The difficult part is to now discount the cases $n+1=2^k$ with $k>3$. The second fact stated above shows that more intricate methods must be employed. Adams's observation is that whenever $k> 3$, then the operation $Sq^{2^k}$ can in fact be decomposed outside of $\mathcal{A}$, at least in a certain sense.
More precisely Adams constructs secondary operations $\Phi_{i,j}$ for $0\leq i\leq j$, $j\neq i+1$, of degrees $2^i+2^j-1$, and demonstrates that the formula
$$Sq^{2^{k+1}}x=\sum_{i,j<k} a_{i,j,k}\Phi_{i,j}(x)+\text{indeterminacy}$$
holds on cohomology classes $x$ satisfying $Sq^{2^r}x=0$ for $0\leq r\leq 2^k$. Here $k\geq3$ and the coefficients $a_{i,j,k}$ are certain primary cohomology operations.
As an example, if $v\in H^2\mathbb{C}P^\infty$ is a generator, then $\Phi_{0,i}$ is defined on $v^{2^j}$ for $i\leq j$ and evaluates as $\Phi_{0,j}(v^{2^j})=v^{3\cdot 2^{j-1}}$ with no indeterminacy, and $\Phi_{0,i}(v^{2^j})=0$ with no indeterminacy for $i<j$.

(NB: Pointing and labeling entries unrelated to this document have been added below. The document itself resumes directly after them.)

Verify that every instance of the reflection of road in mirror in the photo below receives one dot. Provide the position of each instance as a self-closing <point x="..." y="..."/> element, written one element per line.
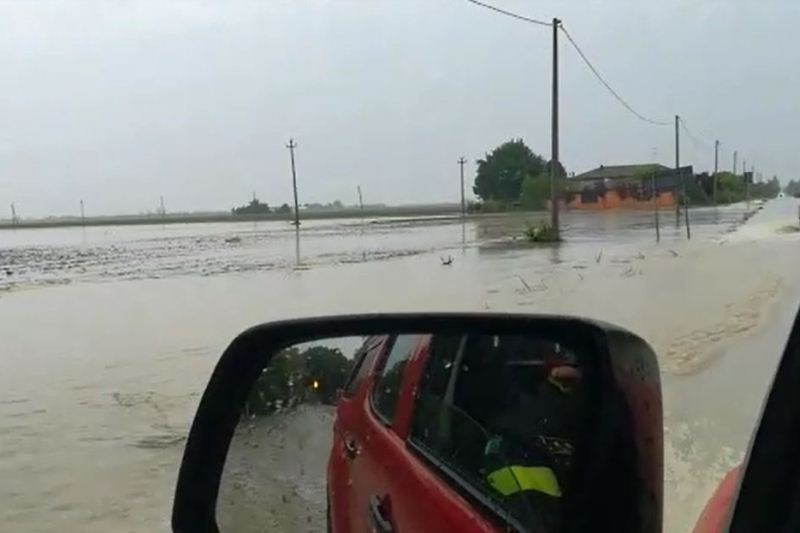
<point x="274" y="477"/>
<point x="505" y="414"/>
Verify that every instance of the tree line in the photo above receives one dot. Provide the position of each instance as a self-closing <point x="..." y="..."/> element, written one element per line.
<point x="513" y="176"/>
<point x="295" y="376"/>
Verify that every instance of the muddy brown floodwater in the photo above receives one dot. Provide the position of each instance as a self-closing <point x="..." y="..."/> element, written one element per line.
<point x="108" y="335"/>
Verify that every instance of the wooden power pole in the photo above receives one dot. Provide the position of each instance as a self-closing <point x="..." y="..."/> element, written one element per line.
<point x="291" y="146"/>
<point x="461" y="162"/>
<point x="554" y="163"/>
<point x="716" y="169"/>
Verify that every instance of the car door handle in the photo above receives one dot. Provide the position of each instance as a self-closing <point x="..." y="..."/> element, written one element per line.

Returning to our putative 2-cell complex $C_\varphi$ and assuming $n+1=2^k$, $k>3$, the secondary operations $\Phi_{i,j}$ are defined on $x$. There is no trouble in computing the indeterminacy in the above formula, and it vanishes for reasons of degree. Thus Adams has succeeded in factoring the action of $Sq^{n+1}$ on this complex through trivial cohomology groups. In particular $Sq^{n+1}x=0$, which is at odds with the construction of $C_\varphi$. The conclusion is that the 2-local complex $C_\varphi$ cannot exist.

Adams: If $n\neq 0,1,3,7$, then the 2-local sphere $S^n$ cannot admit an H-space structure.